There are a few ways that this issue can be dealt with. The returns can be “fixed” such that the recommended portfolios are always nicely diversified – this is at the heart of the Black-Litterman approach. Or you can add some randomness to your model, such that sometimes an asset class will perform better than its near-twin, and other times it won’t. Michaud’s resampling approach is along these lines.
But why should you want to adjust your returns if you believe your estimates are good? For one reason: to give well-diversified portfolios in your efficient frontier. However, this is at the cost of having to forget what you know (or at least strongly believe). It also means that the expected portfolio returns produced using adjusted inputs might not reflect your views.
And there are good reasons to believe that some assets will give higher returns than implied by the uncertainty around those returns.

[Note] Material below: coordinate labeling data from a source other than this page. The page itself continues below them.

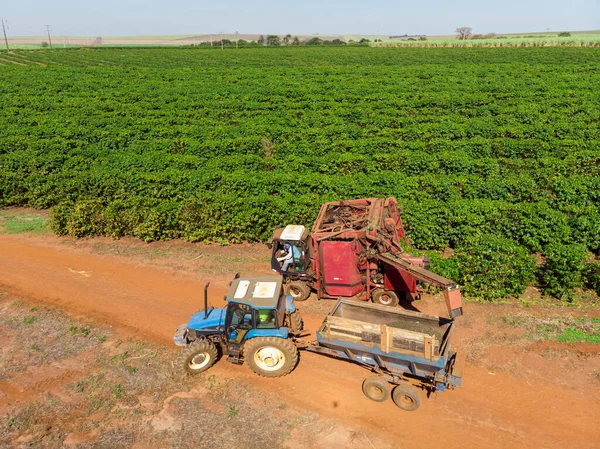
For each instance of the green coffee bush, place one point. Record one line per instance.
(491, 267)
(591, 276)
(562, 270)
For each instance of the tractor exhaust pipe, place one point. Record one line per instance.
(206, 300)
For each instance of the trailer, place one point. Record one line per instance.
(407, 352)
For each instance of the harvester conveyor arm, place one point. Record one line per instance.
(450, 288)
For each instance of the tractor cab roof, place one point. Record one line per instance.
(293, 233)
(258, 291)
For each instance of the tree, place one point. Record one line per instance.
(273, 39)
(464, 33)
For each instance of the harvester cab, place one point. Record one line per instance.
(297, 237)
(256, 326)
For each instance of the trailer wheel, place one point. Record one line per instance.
(298, 290)
(406, 397)
(376, 389)
(385, 297)
(271, 356)
(197, 357)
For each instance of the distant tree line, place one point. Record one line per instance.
(275, 40)
(465, 33)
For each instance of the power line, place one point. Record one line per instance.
(49, 38)
(4, 31)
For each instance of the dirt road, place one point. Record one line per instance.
(492, 410)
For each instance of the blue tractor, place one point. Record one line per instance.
(257, 326)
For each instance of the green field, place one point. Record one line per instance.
(478, 144)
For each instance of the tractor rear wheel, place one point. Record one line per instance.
(197, 357)
(406, 397)
(270, 356)
(298, 290)
(385, 297)
(376, 389)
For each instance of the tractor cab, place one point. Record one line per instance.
(296, 236)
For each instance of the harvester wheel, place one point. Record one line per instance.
(296, 322)
(406, 397)
(385, 297)
(376, 389)
(197, 357)
(298, 289)
(270, 356)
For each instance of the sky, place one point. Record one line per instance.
(383, 17)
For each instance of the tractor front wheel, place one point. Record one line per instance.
(197, 357)
(270, 356)
(385, 297)
(298, 290)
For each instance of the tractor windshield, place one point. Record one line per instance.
(239, 316)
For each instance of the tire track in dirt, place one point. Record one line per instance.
(492, 411)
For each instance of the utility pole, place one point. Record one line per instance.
(5, 38)
(49, 38)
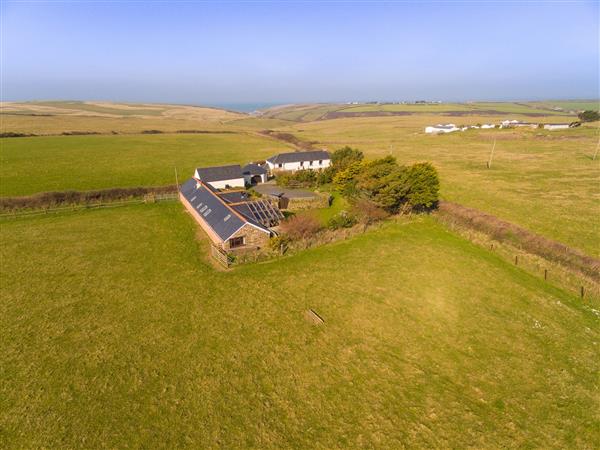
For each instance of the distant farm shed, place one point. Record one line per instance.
(312, 160)
(221, 177)
(254, 174)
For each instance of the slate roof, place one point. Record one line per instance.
(219, 173)
(234, 196)
(283, 158)
(253, 169)
(214, 211)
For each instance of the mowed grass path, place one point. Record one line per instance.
(545, 181)
(58, 163)
(116, 333)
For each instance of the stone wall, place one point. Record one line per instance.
(254, 238)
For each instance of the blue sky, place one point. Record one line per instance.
(236, 52)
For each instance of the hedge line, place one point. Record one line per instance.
(507, 232)
(54, 199)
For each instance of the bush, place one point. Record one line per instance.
(423, 185)
(300, 227)
(279, 243)
(341, 220)
(301, 178)
(589, 116)
(367, 212)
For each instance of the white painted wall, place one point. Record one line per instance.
(248, 178)
(305, 165)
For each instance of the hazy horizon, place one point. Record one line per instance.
(298, 52)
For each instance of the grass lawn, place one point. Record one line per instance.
(116, 333)
(338, 204)
(545, 181)
(58, 163)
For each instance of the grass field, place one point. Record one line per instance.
(544, 181)
(117, 334)
(58, 163)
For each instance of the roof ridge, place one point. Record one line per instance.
(227, 205)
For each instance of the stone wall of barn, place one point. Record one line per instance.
(254, 238)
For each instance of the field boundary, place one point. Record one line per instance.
(71, 200)
(506, 232)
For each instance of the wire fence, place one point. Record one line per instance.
(79, 207)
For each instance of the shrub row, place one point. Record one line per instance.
(507, 232)
(64, 198)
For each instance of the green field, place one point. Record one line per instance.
(544, 181)
(58, 163)
(116, 333)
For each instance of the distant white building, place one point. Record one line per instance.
(311, 160)
(441, 128)
(556, 126)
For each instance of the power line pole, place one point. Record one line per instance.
(489, 164)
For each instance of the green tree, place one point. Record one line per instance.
(345, 181)
(423, 185)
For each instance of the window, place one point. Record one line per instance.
(236, 242)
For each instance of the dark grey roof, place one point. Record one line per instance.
(253, 169)
(215, 213)
(299, 156)
(234, 196)
(219, 173)
(261, 212)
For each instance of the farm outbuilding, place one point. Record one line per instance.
(556, 126)
(221, 177)
(441, 128)
(311, 160)
(230, 219)
(254, 174)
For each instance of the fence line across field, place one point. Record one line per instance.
(39, 212)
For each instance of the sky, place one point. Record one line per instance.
(195, 52)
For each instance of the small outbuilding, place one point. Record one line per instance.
(441, 128)
(254, 174)
(221, 177)
(309, 160)
(556, 126)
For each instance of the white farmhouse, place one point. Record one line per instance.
(441, 128)
(221, 177)
(312, 160)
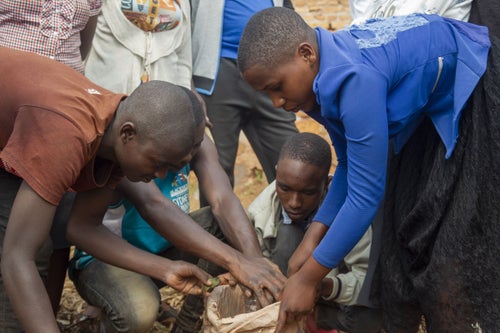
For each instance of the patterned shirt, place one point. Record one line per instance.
(47, 27)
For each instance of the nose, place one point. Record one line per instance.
(277, 100)
(161, 173)
(294, 201)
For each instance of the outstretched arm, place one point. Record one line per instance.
(176, 226)
(27, 230)
(225, 205)
(86, 231)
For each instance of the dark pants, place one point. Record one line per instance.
(235, 106)
(130, 301)
(352, 319)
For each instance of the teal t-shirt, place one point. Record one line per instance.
(132, 227)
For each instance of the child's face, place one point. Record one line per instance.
(289, 85)
(300, 187)
(144, 160)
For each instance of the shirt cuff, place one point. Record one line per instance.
(336, 287)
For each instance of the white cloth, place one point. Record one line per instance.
(362, 10)
(121, 52)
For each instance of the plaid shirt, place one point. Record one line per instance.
(47, 27)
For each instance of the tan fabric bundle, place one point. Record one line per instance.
(229, 311)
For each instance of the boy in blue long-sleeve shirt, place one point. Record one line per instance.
(425, 84)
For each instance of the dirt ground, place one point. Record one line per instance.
(249, 181)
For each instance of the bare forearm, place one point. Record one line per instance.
(24, 286)
(237, 228)
(107, 247)
(182, 231)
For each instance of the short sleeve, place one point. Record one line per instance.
(46, 150)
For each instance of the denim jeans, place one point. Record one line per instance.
(9, 185)
(348, 318)
(130, 301)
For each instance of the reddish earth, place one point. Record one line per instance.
(249, 181)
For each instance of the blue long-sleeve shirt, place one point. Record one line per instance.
(376, 82)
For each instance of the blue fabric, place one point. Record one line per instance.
(236, 15)
(137, 231)
(376, 82)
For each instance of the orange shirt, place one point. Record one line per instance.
(52, 120)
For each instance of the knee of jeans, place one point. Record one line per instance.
(135, 317)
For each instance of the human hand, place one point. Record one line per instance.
(261, 277)
(187, 278)
(311, 239)
(298, 298)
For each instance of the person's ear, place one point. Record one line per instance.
(127, 132)
(307, 52)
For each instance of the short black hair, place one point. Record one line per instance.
(271, 37)
(163, 112)
(309, 148)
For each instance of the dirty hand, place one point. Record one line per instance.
(311, 239)
(298, 299)
(187, 278)
(258, 275)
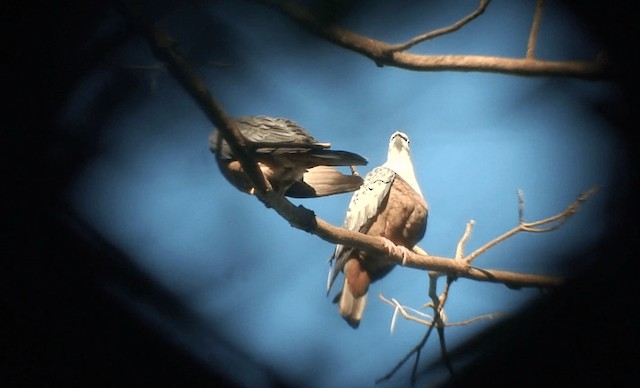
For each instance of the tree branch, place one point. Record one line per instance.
(535, 26)
(165, 48)
(299, 217)
(442, 31)
(384, 54)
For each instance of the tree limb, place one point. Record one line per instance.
(165, 49)
(384, 54)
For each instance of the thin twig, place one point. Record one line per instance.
(385, 54)
(165, 48)
(535, 26)
(534, 227)
(464, 239)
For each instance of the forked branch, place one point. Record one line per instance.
(165, 49)
(396, 55)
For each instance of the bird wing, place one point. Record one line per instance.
(321, 181)
(362, 211)
(268, 135)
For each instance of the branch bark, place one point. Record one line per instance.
(385, 54)
(165, 49)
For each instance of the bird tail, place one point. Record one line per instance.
(321, 181)
(337, 158)
(351, 306)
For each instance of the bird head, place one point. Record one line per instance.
(399, 159)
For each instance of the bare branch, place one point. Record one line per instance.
(165, 48)
(535, 26)
(441, 31)
(384, 54)
(534, 227)
(464, 239)
(299, 217)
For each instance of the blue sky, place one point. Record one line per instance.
(156, 192)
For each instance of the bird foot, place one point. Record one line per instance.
(396, 250)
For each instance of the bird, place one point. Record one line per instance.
(389, 204)
(293, 161)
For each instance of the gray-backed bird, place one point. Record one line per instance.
(293, 161)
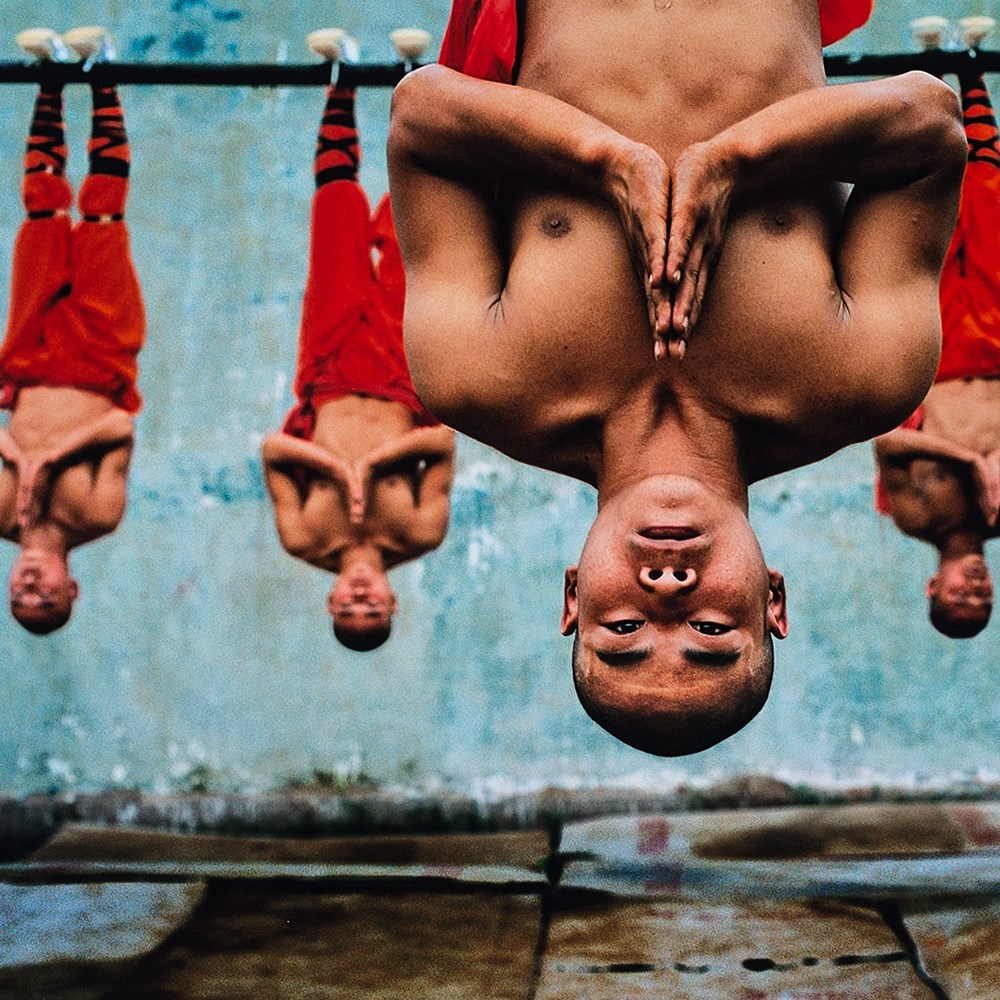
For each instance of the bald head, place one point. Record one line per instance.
(41, 591)
(677, 707)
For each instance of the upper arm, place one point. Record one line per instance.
(89, 499)
(8, 501)
(893, 241)
(108, 497)
(287, 504)
(451, 241)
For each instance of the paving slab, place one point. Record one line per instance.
(871, 851)
(73, 941)
(959, 946)
(85, 842)
(81, 853)
(619, 950)
(249, 944)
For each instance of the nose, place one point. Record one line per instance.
(667, 581)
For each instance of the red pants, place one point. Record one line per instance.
(481, 36)
(970, 281)
(76, 315)
(351, 339)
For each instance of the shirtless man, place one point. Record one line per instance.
(939, 474)
(527, 326)
(361, 472)
(68, 363)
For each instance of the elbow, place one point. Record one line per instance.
(935, 114)
(412, 97)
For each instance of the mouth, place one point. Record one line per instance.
(668, 533)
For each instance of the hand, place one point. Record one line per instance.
(986, 474)
(640, 192)
(701, 188)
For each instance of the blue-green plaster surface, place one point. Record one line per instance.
(200, 654)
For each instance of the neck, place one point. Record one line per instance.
(45, 538)
(642, 441)
(960, 543)
(362, 553)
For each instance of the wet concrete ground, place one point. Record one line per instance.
(800, 903)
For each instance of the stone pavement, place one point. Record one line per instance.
(900, 902)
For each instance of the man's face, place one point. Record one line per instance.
(41, 588)
(963, 588)
(672, 584)
(362, 599)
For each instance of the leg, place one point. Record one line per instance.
(970, 280)
(44, 189)
(337, 150)
(40, 274)
(340, 279)
(104, 191)
(106, 292)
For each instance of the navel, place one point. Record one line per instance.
(555, 224)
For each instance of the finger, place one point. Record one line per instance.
(657, 264)
(678, 344)
(699, 295)
(679, 240)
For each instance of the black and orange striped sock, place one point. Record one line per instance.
(337, 150)
(108, 147)
(47, 139)
(980, 122)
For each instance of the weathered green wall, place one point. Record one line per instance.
(200, 654)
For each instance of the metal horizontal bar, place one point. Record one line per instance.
(206, 74)
(389, 74)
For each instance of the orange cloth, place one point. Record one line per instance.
(970, 281)
(481, 38)
(351, 338)
(76, 315)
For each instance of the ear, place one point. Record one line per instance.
(571, 607)
(777, 607)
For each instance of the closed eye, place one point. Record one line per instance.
(711, 628)
(625, 627)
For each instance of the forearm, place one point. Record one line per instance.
(905, 443)
(283, 450)
(448, 123)
(882, 134)
(432, 444)
(111, 430)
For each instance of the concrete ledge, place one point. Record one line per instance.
(25, 823)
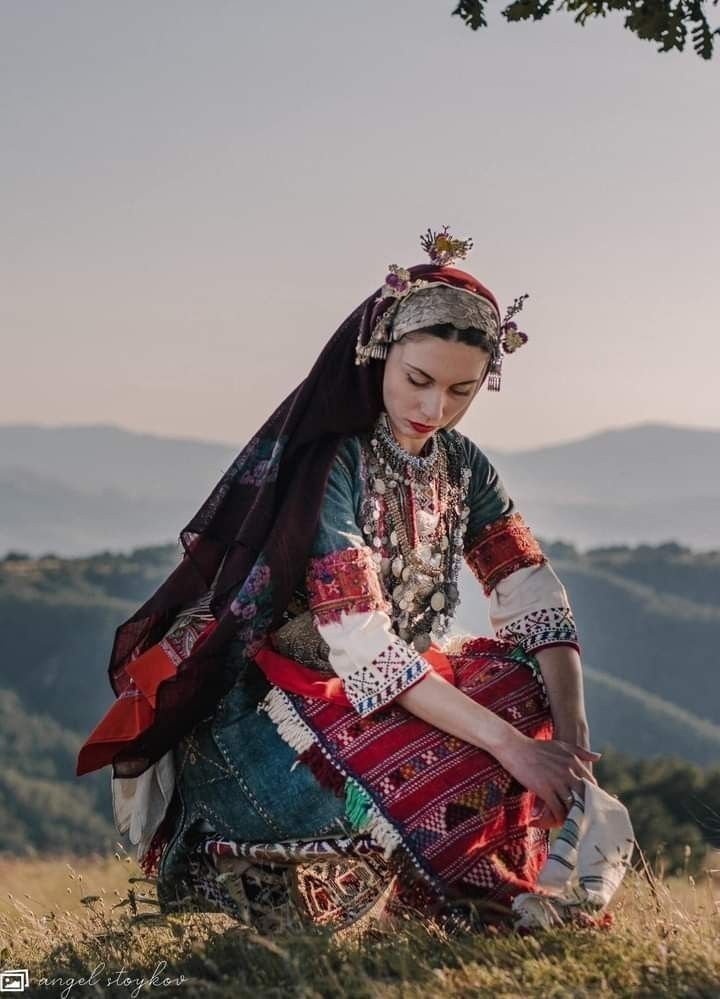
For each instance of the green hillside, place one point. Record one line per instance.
(651, 679)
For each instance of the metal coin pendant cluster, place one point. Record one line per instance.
(416, 516)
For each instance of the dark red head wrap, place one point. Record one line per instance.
(252, 533)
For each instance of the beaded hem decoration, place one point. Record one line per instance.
(549, 626)
(443, 250)
(391, 672)
(415, 516)
(502, 548)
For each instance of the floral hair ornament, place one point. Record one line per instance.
(511, 338)
(470, 309)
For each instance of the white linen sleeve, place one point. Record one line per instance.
(373, 663)
(531, 606)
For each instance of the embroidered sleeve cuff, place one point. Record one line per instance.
(344, 582)
(503, 547)
(542, 628)
(391, 672)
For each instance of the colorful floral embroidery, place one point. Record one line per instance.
(502, 548)
(540, 628)
(395, 669)
(253, 608)
(344, 582)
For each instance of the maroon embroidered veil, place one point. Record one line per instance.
(262, 514)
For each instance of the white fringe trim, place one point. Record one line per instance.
(288, 722)
(382, 832)
(300, 737)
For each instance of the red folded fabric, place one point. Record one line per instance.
(298, 679)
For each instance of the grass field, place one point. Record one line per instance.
(665, 942)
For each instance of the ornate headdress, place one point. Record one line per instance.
(410, 302)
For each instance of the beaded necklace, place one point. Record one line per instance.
(420, 565)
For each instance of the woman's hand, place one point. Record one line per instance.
(551, 769)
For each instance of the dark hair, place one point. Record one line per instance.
(472, 336)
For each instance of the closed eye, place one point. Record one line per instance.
(425, 385)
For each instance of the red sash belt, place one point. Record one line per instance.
(298, 679)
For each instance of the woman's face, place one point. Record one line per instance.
(428, 382)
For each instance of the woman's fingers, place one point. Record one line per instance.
(579, 770)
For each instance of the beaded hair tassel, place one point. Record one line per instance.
(443, 250)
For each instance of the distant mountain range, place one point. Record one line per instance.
(75, 490)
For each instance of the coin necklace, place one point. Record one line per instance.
(420, 572)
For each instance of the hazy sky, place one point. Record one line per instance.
(195, 195)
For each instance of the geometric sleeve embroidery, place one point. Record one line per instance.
(345, 581)
(503, 547)
(391, 672)
(541, 628)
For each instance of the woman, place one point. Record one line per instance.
(294, 730)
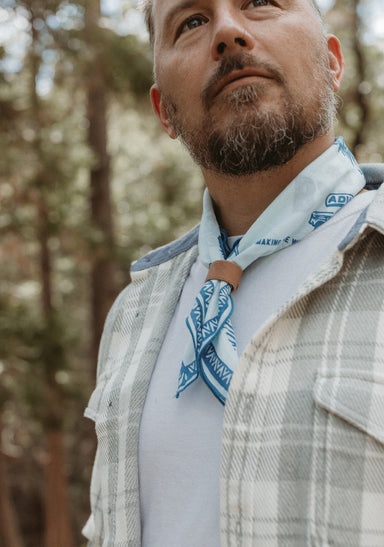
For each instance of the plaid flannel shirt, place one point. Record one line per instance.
(303, 434)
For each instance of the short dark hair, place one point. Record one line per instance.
(146, 6)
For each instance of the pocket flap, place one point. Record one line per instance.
(356, 397)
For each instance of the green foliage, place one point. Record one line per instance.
(45, 371)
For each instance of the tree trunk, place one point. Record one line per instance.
(362, 98)
(58, 531)
(10, 535)
(103, 283)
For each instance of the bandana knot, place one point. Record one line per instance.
(311, 199)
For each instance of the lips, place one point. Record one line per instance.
(237, 76)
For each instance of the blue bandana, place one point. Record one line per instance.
(311, 199)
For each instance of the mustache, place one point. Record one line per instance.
(231, 63)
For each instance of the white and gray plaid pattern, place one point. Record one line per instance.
(303, 439)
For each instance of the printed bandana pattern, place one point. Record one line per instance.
(311, 199)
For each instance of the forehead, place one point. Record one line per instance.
(164, 10)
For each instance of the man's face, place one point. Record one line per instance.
(243, 83)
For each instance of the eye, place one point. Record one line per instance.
(191, 23)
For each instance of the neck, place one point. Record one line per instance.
(239, 201)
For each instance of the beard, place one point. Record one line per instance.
(256, 139)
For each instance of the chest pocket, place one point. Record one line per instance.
(355, 397)
(347, 501)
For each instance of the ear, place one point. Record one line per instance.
(161, 111)
(336, 61)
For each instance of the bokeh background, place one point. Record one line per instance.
(88, 183)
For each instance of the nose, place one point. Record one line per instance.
(229, 36)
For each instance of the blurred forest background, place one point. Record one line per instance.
(88, 183)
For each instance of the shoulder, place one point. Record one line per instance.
(374, 175)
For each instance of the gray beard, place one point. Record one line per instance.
(256, 140)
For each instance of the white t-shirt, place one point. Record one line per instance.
(180, 439)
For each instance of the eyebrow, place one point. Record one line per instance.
(176, 9)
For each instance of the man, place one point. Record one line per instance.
(240, 397)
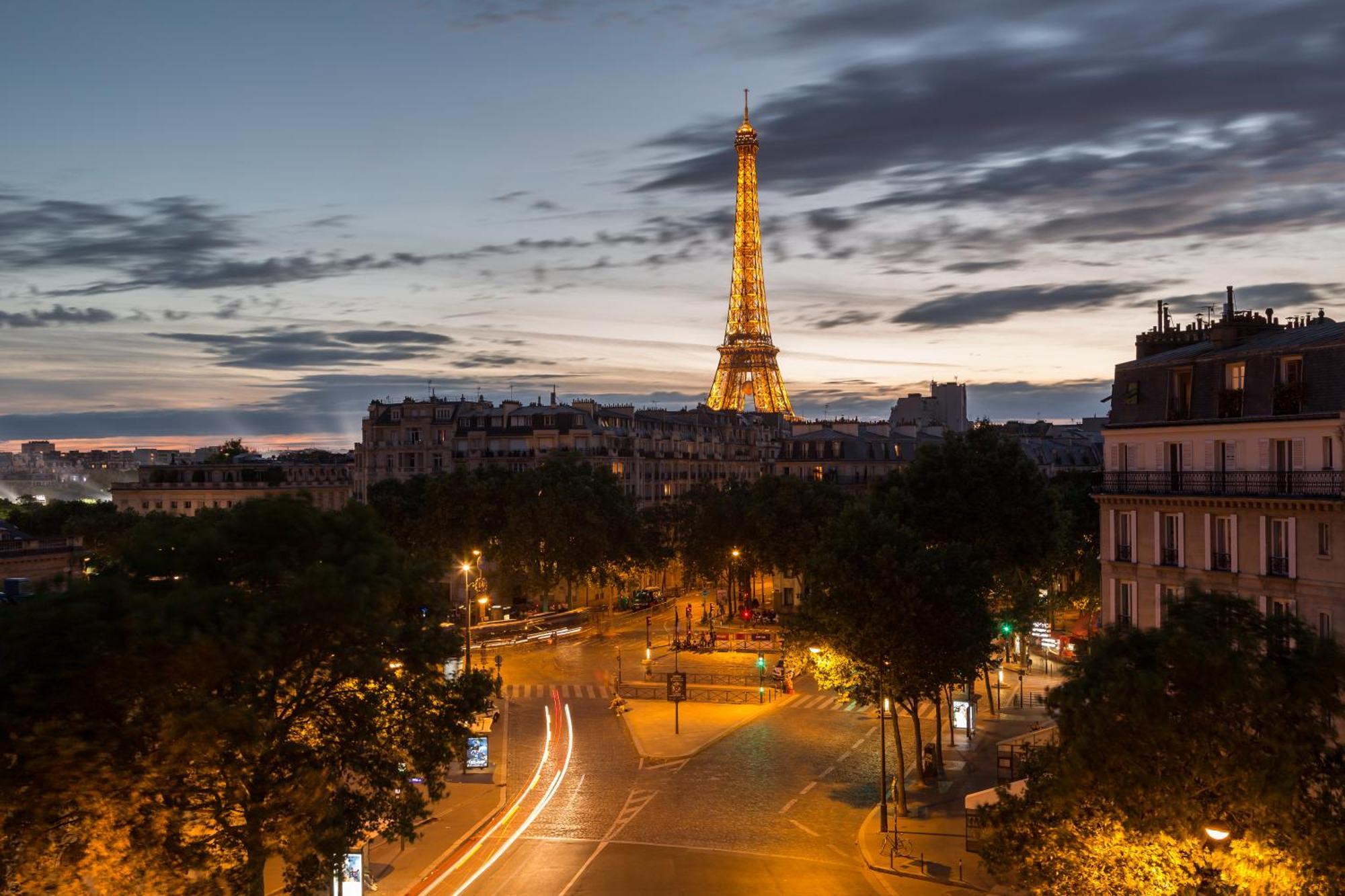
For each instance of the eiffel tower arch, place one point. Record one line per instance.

Illiquid assets might have an additional risk premium, for example. This highlights why this optimisation issue arises – work using efficient frontiers usually requires an implicit assumption that excess returns are only given as a reward for uncertainty over the price. The way this uncertainty is measured may change, but it does not cope well with premia for risks such as liquidity.
Nor does it cope with liquidity risk – the risk that you might not be able to realise assets when funds are needed. This is fine, as there are plenty of approaches that can be used to model liquidity. But it is important that a good risk/return trade off does not ignore the fact that immediate access to funds might be required.
It is also important to recognise the relationship between risk and time horizons. For example, a zero-coupon ten-year treasury bond might appear risky relative to cash if monthly returns were considered; however, the situation would be reversed if the ten-year volatility was instead used.
So how should these issues be addressed? First, get your time horizon right. If the concern is returns at the end of a five-year period, use the risk and return metrics that reflect this. Second, don’t restrict your choice of portfolios to those on the efficient frontier. If an optimal portfolio is too concentrated in a particular asset, what does the risk/return trade-off look like if the allocation to this asset is reduced? Not that much worse? That’ll do nicely. And how do you work out what additional constraints might make sense? This is the third point – overlay results from other forms of analysis such as liquidity modelling to help define these limits.